I dealt with the issue and realized how much it is necessary to keep very short accounts of every wrong.  So this brings me back to the nightmare.  I must have the courage to purge my own feelings of anger and hurt.  I know that the people involved in my nightmare are forgiven and that they do not realize the full extent of what they did.  So I wonder why this thing haunts me.  I no longer awake from it screaming although what occurs merits such.  It does drive me to Christ when it happens and that is always welcome. 

The thing that is positive in the shadow of this painful re-visitation is that I find myself embracing that it takes courage to follow Christ.  If I am to give over this deep dark place to him it takes courage.  If I am to follow fully I must endure the horror ridden reminder of betrayal with a pre-loaded disposition to ask, “Father forgive them, they don’t know what they did.” 

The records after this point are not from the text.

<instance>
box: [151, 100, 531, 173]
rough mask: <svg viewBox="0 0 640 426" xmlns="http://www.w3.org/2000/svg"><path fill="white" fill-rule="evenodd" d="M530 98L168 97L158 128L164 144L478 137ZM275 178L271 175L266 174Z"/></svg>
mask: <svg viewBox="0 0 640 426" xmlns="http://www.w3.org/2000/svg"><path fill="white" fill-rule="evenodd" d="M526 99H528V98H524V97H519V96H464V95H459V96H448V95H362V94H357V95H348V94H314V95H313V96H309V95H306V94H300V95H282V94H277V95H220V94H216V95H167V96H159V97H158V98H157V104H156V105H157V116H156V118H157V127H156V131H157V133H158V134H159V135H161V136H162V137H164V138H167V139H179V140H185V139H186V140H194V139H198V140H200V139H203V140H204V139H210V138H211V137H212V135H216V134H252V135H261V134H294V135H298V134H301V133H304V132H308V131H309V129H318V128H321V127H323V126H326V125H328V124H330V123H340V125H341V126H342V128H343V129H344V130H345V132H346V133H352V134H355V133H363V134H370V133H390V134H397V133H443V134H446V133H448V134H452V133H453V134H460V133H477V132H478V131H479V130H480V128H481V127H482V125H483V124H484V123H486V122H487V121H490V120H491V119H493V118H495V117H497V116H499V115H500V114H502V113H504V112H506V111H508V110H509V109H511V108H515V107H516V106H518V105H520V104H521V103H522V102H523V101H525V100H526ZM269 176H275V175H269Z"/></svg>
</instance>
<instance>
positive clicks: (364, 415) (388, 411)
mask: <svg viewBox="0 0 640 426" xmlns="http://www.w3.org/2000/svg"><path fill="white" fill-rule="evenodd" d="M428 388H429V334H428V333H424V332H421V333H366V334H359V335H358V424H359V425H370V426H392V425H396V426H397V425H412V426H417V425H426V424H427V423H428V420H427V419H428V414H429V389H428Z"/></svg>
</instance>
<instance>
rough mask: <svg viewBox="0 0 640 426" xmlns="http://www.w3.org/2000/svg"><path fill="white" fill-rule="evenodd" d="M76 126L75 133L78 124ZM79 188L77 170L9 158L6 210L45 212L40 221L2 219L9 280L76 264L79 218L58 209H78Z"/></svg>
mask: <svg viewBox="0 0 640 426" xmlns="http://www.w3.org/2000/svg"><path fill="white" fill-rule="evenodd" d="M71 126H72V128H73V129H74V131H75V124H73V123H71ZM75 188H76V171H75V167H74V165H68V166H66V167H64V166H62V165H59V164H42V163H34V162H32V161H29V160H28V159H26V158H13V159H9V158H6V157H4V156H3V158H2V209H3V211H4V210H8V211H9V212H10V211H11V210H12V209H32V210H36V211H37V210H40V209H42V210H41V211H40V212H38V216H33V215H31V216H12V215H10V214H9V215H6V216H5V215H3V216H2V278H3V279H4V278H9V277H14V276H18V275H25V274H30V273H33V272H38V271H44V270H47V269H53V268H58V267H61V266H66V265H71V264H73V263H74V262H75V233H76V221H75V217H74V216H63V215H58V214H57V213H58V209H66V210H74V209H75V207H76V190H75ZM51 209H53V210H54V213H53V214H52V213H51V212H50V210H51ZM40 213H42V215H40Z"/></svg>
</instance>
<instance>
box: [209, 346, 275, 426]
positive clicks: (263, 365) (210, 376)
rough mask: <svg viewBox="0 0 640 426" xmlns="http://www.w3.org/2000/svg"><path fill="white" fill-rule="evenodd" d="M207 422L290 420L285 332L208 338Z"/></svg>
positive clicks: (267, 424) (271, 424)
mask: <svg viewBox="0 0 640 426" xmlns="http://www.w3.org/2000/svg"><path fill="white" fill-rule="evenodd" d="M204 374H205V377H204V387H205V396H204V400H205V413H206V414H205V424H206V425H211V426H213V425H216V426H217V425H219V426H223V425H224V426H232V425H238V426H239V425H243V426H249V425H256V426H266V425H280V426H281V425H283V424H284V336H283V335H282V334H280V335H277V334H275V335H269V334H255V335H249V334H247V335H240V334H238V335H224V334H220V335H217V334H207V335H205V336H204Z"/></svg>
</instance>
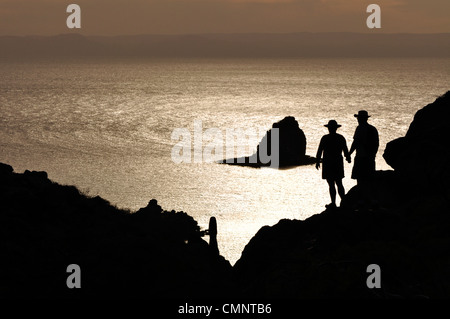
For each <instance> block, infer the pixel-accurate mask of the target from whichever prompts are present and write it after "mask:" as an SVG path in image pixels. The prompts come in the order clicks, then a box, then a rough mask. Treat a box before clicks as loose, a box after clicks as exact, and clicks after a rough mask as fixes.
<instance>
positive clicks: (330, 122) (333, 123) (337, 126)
mask: <svg viewBox="0 0 450 319" xmlns="http://www.w3.org/2000/svg"><path fill="white" fill-rule="evenodd" d="M324 126H325V127H335V128H338V127H341V126H342V125H340V124H337V122H336V121H335V120H329V121H328V124H325V125H324Z"/></svg>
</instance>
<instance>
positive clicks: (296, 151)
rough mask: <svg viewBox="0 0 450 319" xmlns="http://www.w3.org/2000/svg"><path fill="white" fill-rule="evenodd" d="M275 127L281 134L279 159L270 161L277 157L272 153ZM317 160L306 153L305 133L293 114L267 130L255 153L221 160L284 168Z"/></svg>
mask: <svg viewBox="0 0 450 319" xmlns="http://www.w3.org/2000/svg"><path fill="white" fill-rule="evenodd" d="M273 129H277V130H278V134H279V135H278V138H279V143H278V156H277V158H278V161H273V160H270V161H269V158H268V157H271V158H275V156H276V154H272V153H271V150H272V135H273ZM266 157H267V158H266ZM315 161H316V159H315V158H314V157H311V156H308V155H306V137H305V133H303V131H302V129H301V128H300V127H299V125H298V122H297V120H296V119H295V118H294V117H293V116H287V117H285V118H284V119H282V120H281V121H279V122H276V123H274V124H273V125H272V128H271V129H270V130H268V131H267V132H266V134H265V135H264V137H263V138H262V140H261V142H259V144H258V146H257V149H256V152H255V153H254V154H253V155H251V156H245V157H239V158H234V159H226V160H223V161H220V163H225V164H230V165H240V166H250V167H264V166H270V167H275V168H284V167H290V166H299V165H310V164H314V163H315Z"/></svg>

I can order my mind to soberly approach the perspective that I know this nightmare may happen again.  God knows it too.  He has already provided the grace necessary for me to have the right heart regarding things and the grace to redeem everyone involved.  So on the private canvas of night my mind will sometimes paint things that terrify me.  Sometimes these horror shorts will be related to real events.  I must examine honestly the source of such things and determine to follow Christ no matter the cost. This takes courage and he promises to provide that as well.

Like the fictional character that is my namesake, I must accept that even the nightmare can be tamed, ridden, and turned to the purpose of following Christ.  Since I cannot control the arrival I will ride him down the path to pursue Christ that much faster.

Wishing you joy in the journey,

Aramis Thorn
Mat 13:52 So Jesus said to them, "That is why every writer who has become a disciple of Christ’s rule of the universe is like a home owner. He liberally hands out new and old things from his great treasure store."